Generating Test Data with AI: A Practical Guide

Generating Test Data with AI: A Practical Guide

AI can generate realistic, varied test data faster than manual creation or factory libraries. The key is prompting for diversity and edge cases, not just valid examples. This guide covers practical patterns for using LLMs to generate test data across formats — JSON fixtures, database seeds, CSV files, and domain-specific data like user profiles, addresses, and financial records.

Key Takeaways

Ask for edge cases explicitly. LLMs default to clean, typical examples. You must specifically request boundary values, invalid data, Unicode strings, and unusual combinations.

Generate data in batches with variation. A single "generate a user object" prompt produces one user. "Generate 20 users with varied nationalities, ages (including minors and seniors), and unusual name formats" produces a useful test dataset.

Use schema-guided generation. Paste your data schema (JSON schema, TypeScript interface, database table) into the prompt. This ensures the generated data matches your actual data model.

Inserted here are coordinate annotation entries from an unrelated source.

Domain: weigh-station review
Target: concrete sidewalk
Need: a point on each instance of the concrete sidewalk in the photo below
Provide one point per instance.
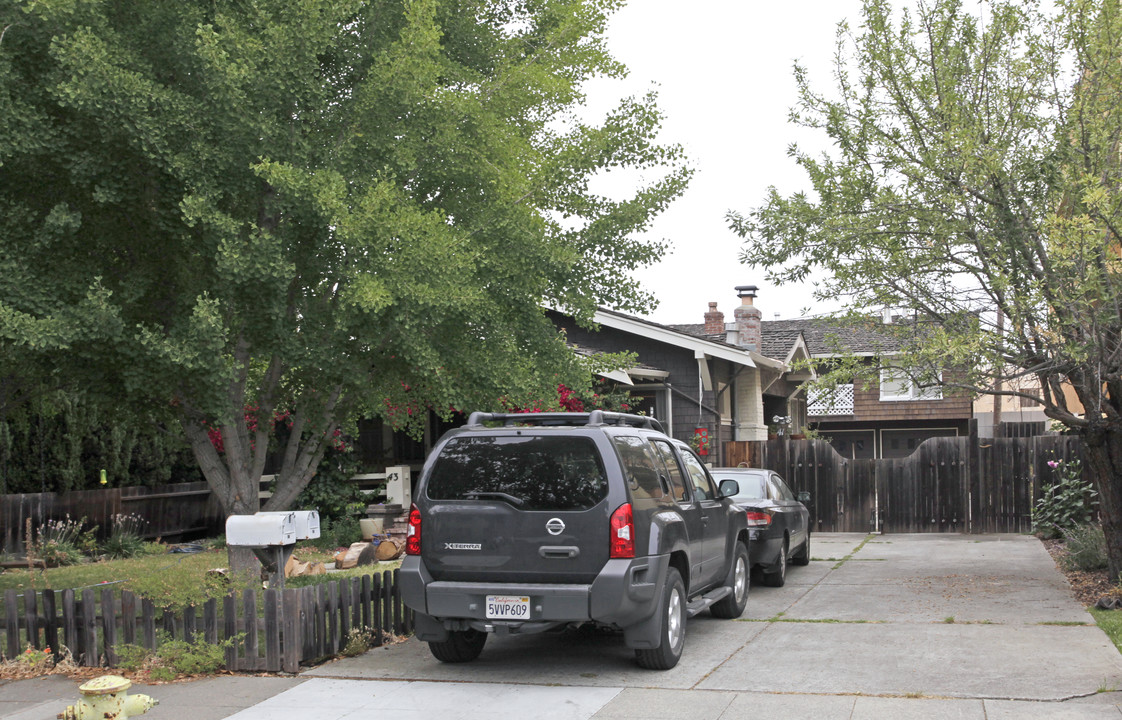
(900, 626)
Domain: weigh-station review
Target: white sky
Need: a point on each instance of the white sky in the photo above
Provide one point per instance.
(723, 70)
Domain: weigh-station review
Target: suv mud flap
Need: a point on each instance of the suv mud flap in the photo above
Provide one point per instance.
(642, 622)
(429, 629)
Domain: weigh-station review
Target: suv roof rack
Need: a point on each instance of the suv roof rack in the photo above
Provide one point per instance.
(596, 417)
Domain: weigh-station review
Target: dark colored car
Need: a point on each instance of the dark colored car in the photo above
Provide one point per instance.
(527, 523)
(779, 523)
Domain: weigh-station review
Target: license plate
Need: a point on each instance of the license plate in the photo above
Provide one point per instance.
(507, 608)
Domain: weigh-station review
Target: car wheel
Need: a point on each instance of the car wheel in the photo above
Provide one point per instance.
(732, 606)
(802, 557)
(776, 577)
(461, 646)
(672, 631)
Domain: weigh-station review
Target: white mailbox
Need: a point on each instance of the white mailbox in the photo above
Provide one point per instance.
(260, 531)
(307, 523)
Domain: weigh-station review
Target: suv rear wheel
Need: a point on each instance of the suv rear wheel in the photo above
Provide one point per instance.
(776, 575)
(733, 605)
(672, 631)
(461, 646)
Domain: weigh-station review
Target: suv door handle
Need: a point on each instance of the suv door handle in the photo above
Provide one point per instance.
(562, 552)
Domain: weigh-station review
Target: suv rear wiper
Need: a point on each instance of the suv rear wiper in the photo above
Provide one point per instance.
(475, 495)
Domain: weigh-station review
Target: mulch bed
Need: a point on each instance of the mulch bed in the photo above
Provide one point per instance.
(1087, 585)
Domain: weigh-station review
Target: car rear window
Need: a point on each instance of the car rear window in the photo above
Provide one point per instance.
(527, 471)
(753, 486)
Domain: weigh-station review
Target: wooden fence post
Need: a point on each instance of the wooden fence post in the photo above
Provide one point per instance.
(272, 631)
(190, 625)
(230, 629)
(974, 479)
(31, 618)
(51, 626)
(128, 617)
(293, 642)
(70, 622)
(375, 592)
(210, 621)
(148, 622)
(89, 628)
(249, 605)
(109, 625)
(11, 624)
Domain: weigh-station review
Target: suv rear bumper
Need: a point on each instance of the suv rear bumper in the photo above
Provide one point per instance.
(625, 592)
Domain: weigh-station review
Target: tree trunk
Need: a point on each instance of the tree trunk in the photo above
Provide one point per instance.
(1103, 454)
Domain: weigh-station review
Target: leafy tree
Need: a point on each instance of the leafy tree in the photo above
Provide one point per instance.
(319, 206)
(974, 185)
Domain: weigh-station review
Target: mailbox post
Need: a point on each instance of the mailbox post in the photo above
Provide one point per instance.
(273, 537)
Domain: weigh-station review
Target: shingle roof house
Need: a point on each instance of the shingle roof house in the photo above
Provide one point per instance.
(724, 386)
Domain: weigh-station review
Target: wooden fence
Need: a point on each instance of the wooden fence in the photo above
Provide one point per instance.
(277, 631)
(948, 485)
(171, 510)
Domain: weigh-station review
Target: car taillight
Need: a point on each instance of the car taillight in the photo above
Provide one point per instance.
(413, 538)
(759, 518)
(622, 540)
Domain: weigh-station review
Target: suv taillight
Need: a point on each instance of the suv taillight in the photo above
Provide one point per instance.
(622, 538)
(759, 518)
(413, 540)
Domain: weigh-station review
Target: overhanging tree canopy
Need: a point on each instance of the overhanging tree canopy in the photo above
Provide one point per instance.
(974, 176)
(327, 206)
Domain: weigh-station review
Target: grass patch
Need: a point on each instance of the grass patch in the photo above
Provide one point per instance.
(1110, 621)
(169, 580)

Validate generated data before using it. LLMs sometimes generate data that looks valid but violates real constraints (invalid email formats, future birthdates for deceased users, phone numbers with wrong digit counts). Always run generated data through your validators.

AI-generated data is not production data. Don't use LLMs to replicate production data structure when you need anonymized production data. Use dedicated anonymization tools for that workflow.

Why Test Data Is the Unglamorous Blocker

Test data problems kill test suites. Not code problems — data problems.

A developer writes a comprehensive integration test for an order processing system. The test needs 10 orders: some with multiple items, some with discounts, some with different shipping addresses, some in different states (pending, shipped, cancelled). Creating that data manually takes an hour. The developer writes the test for one order and calls it done.

This is not laziness. It's a rational response to an unrewarding task. Creating diverse, representative test data is slow, tedious, and feels disconnected from the actual problem being solved.

AI changes this calculus. With a well-structured prompt, you can generate 50 varied, realistic test objects in 30 seconds. The bottleneck is reviewing and validating the output, not generating it.

The Fundamentals of AI Test Data Generation

Prompt Structure

The most effective test data prompts follow this pattern:

  1. Schema definition — paste your data model
  2. Volume — how many records
  3. Variation requirements — what aspects should vary
  4. Edge cases — what unusual cases to include
  5. Output format — JSON array, SQL inserts, Python dict, etc.

A minimal prompt:

Generate 15 user objects as a JSON array matching this TypeScript interface:

interface User {
  id: string;        // UUID format
  email: string;
  name: string;
  age: number;
  country: string;   // ISO 3166-1 alpha-2 code
  createdAt: string; // ISO 8601 date
  tier: 'free' | 'pro' | 'enterprise';
}

Requirements:
- Vary countries (include US, UK, DE, JP, BR, NG, IN, AU)
- Ages should range 18–80, include some at boundary (18, 19)
- Mix of tiers: roughly 60% free, 30% pro, 10% enterprise
- Some non-Latin names (Japanese, Arabic, Hindi)
- createdAt dates spread over the last 3 years

Output: valid JSON array only, no explanations.

The schema removes guesswork. The variation requirements prevent the LLM from defaulting to "John Smith, age 30, US, free tier" for every record.

Schema-Guided Generation

Always paste your actual schema. LLMs that generate data without schema context produce structurally plausible but often incompatible objects — wrong field names, wrong types, missing required fields.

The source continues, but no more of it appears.